A mais de 300 quilômetros de Porto Murtinho, quem comanda a aldeia Tomasia é uma mulher, casada, mãe de dois filhos, índia kadiwéu que nasceu e foi criada na comunidade. Única cacique mulher do Estado, Cenira Farias Dias está no penúltimo ano de “mandato”, depois de ter sido escolhida pela comunidade para representá-la.
Por telefone, a voz é de uma jovem que diz nunca ter sonhado em se tornar liderança. No entanto, quando a indicação veio das 58 famílias que habitam a região, ela não recuou.
“A escolha é deles, são quatro anos de mandato de um cacique, aí se faz uma reunião e entrega o cargo.
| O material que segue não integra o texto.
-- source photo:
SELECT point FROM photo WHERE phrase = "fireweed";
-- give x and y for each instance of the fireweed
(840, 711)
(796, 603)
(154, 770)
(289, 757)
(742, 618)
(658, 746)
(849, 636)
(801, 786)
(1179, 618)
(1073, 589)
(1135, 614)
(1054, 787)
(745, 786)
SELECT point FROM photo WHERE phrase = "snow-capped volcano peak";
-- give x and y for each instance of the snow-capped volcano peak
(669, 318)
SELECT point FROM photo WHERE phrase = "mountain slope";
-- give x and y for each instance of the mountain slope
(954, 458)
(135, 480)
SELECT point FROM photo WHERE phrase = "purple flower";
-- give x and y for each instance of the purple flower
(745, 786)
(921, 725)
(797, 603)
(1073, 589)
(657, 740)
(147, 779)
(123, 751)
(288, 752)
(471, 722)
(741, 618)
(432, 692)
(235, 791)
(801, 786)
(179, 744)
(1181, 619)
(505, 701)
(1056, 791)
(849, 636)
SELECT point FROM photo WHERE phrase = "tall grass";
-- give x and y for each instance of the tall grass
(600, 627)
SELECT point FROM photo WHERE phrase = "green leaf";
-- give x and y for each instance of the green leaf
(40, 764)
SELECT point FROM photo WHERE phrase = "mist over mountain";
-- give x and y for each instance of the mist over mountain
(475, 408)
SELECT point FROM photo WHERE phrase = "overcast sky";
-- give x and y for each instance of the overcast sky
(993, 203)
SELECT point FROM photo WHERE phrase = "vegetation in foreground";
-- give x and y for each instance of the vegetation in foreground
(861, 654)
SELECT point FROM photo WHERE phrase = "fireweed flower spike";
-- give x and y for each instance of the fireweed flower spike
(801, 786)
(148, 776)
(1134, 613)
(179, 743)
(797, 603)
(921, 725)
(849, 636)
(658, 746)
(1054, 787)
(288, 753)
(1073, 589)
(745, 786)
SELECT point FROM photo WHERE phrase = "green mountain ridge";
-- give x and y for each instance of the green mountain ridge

Não é votação, é uma indicação. Nunca passou pela minha cabeça, mas eu acabei aceitando o pedido”, conta.
Filha de cacique já falecido – Silvano Dias –, Cenira é a primeira “cacica” que Tomasia já teve. No dia a dia, ela corre atrás do que a aldeia precisa, percorrendo um longo caminho até a cidade à qual eles estão ligados, Porto Murtinho. “Aqui é longe, a cidade mais perto é Bonito, são 140 quilômetros”, situa.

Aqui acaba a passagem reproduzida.